Hey guys, I just returned last week from an 8 day trip to Kasba Lodge's remote outpost camp located on the Kazan River within the Territory of Nunavut in Canada's far north.

Words cannot describe how truly spectacular the experience was. For many - myself included - it's the trip of a lifetime. What made it even more special was my young son Brendan joined me as well as my oldest friend with his boy as well.

I could go on and on, but if you're interested have a look at the story.

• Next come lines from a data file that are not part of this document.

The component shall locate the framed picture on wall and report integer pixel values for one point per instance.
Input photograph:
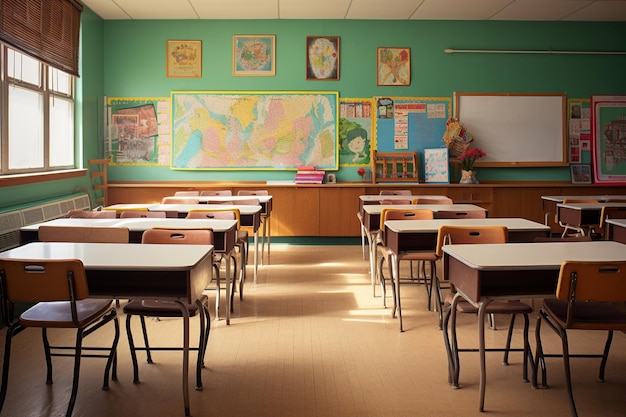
(581, 173)
(322, 58)
(254, 55)
(608, 137)
(393, 66)
(184, 59)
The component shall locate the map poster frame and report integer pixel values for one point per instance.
(254, 130)
(608, 121)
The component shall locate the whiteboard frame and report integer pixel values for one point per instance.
(560, 129)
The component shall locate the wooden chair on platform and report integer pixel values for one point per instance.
(158, 309)
(589, 296)
(452, 303)
(61, 296)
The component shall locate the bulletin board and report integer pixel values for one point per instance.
(411, 124)
(516, 129)
(138, 131)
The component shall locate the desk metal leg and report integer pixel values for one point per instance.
(185, 313)
(256, 253)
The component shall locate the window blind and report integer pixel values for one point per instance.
(48, 30)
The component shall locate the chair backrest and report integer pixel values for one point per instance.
(427, 200)
(178, 236)
(592, 281)
(90, 234)
(394, 201)
(216, 192)
(470, 214)
(176, 200)
(135, 214)
(218, 214)
(86, 214)
(187, 193)
(32, 281)
(459, 235)
(248, 202)
(252, 192)
(403, 214)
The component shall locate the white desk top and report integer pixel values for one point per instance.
(432, 226)
(185, 208)
(560, 198)
(378, 208)
(534, 256)
(590, 206)
(233, 198)
(378, 197)
(141, 224)
(116, 256)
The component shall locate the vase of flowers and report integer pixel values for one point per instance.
(467, 160)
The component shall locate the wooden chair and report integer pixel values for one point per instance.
(135, 214)
(59, 289)
(451, 303)
(179, 200)
(265, 219)
(215, 192)
(87, 214)
(393, 261)
(187, 193)
(228, 214)
(578, 231)
(427, 200)
(589, 296)
(92, 234)
(154, 308)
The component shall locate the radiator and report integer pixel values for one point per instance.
(12, 220)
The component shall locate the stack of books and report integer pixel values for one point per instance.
(309, 175)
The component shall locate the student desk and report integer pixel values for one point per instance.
(583, 215)
(224, 236)
(421, 235)
(250, 216)
(178, 273)
(616, 230)
(549, 202)
(264, 200)
(371, 223)
(483, 273)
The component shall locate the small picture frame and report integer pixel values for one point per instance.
(393, 66)
(581, 173)
(183, 59)
(322, 58)
(254, 55)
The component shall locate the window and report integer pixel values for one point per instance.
(38, 119)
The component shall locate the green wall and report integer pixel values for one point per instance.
(134, 62)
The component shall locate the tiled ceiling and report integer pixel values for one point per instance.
(546, 10)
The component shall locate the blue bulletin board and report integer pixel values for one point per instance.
(411, 124)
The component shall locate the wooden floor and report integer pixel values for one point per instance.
(309, 339)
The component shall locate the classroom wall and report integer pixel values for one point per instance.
(134, 66)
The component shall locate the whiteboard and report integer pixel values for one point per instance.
(515, 129)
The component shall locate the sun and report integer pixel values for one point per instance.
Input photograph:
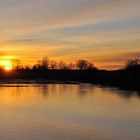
(6, 64)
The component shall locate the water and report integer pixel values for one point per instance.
(68, 112)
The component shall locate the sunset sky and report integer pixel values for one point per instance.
(106, 32)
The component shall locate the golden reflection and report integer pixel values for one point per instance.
(7, 65)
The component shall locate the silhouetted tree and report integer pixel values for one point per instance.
(71, 66)
(84, 65)
(62, 65)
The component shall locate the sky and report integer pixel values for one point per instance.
(105, 32)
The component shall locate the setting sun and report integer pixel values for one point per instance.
(6, 65)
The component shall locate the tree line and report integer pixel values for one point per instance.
(47, 64)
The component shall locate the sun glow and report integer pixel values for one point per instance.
(6, 65)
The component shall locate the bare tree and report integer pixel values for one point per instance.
(84, 65)
(62, 65)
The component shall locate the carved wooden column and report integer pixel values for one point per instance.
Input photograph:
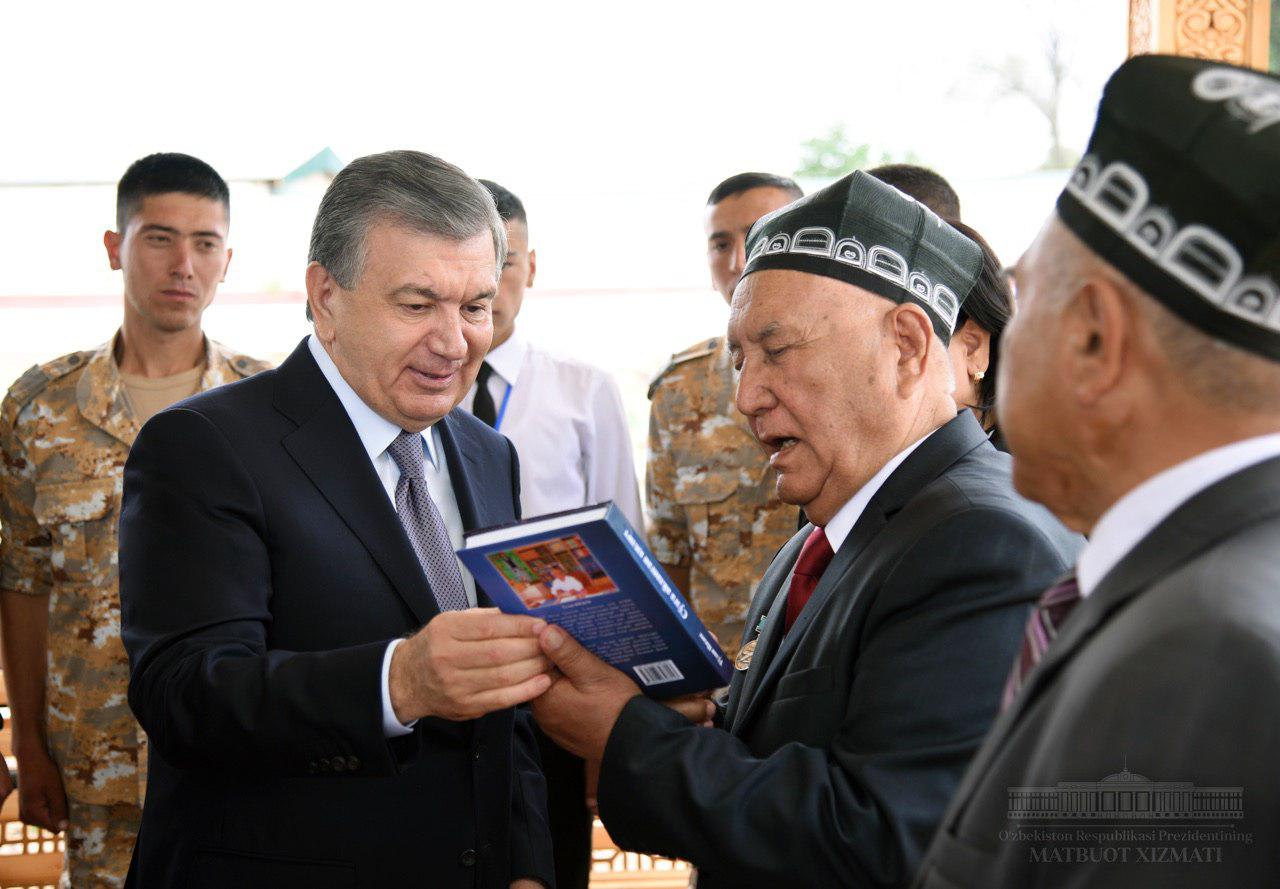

Beware though, it's a long one - 27 embedded video clips as well a ridiculous amount of photos to go along with the writing.

Regardless I hope you enjoy!

Cheers, Mike

http://www.canadafishingguide.net/exploring-the-kazan-a-far-north-angling-odyssey/


----------



## kzoofisher (Mar 6, 2011)

Perfect, I've got to travel for work this week on short notice and hotels bore me to death. Now I've got fresh reading.


----------



## HUBBHUNTER (Aug 8, 2007)

Another great review! You're living the dream!


----------



## unclepaully (Nov 26, 2007)

Mike you just keep adding to my bucket list. Now I just have to win the lottery. 
Thanks for taking the time and putting together an awesome trip report.


----------



## Mike Borger (Aug 3, 2014)

Thanks guys, I'm glad you enjoyed the story. It was pretty incredible and in fact some of the stories aren't really fit for public consumption. LOL!

Anyhow I'm just walking out the door now for Wawa. My group flies into Medhurst Lake with Air Dale tomorrow morning, should be fun!


----------



## kingfisher 11 (Jan 26, 2000)

We go up to the Wakami Ontario area, Would like to plan a trip with my boys to the Kazan river camp.


----------



## kzoofisher (Mar 6, 2011)

Really enjoyable report. Thanks!


----------



## Mike Borger (Aug 3, 2014)

Glad you guys enjoyed, thanks for the kind words!


----------



## QuackerWhacker (Oct 9, 2007)

What a great read! Thanks for sharing.


----------